Culture propagates from the top.
FTC in comparison has been way more fulfilling for my children and I am hoping the next version of FLL is a lighter version of something similar.
I saw it with computer science education as a whole during my schooling. Instead of focusing on fundamentals there was more and more layers of abstraction added, lying to you about what you were actually learning.
There is also another competitive event that will be affected by this: RoboCup Junior.
Earlier this year, FIRST and LEGO announced that FIRST LEGO League would split into two editions--Founders Edition and Future Edition. Both editions would run concurrently for the next two seasons. Founders Edition would continue the current autonomous format and teams could use any of the previous robot kits (RCX, NXT, EV3, SPIKE). Future Edition would be a new remote control format using the new robot kit. After the two transition seasons, Founders Edition would be discontinued and Future Edition would become the one and only format and ending the use of all previous robot kits.

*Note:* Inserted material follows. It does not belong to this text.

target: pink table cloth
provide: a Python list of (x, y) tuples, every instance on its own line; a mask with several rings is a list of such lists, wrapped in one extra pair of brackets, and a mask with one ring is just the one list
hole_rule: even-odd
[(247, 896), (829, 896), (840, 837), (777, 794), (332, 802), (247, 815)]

Now that LEGO has announced they are ending their relationship with FIRST after next season, a lot of that is up in the air. Next season will proceed as previously announced, with both Founders Edition and Future Edition. After that, both FIRST and LEGO are each continuing on with their own, separate K-8 robotics programs.
Future Edition requires teams have two of the $530 Computer Science and AI kits. One for their robot and one for the interactive mission models. That's a huge investment for a lot of teams.
LEGO has said they will support SPIKE through the next three seasons but they have not said how that will work or if older robot kits (RCX, NTX, EV3) will also be supported.
FIRST has not announced anything about how their program will work after next season.
Schools may have Lego kits, but there’s not a lot of stuff that would be carried over from season to season.(1)
I think the roughest part of the transition will be the software, but that has always been a relatively small part of the whole FLL “game”.
(1) Massive exception for schools that are all-in on a Lego+FLL program, but I think that is a tiny minority.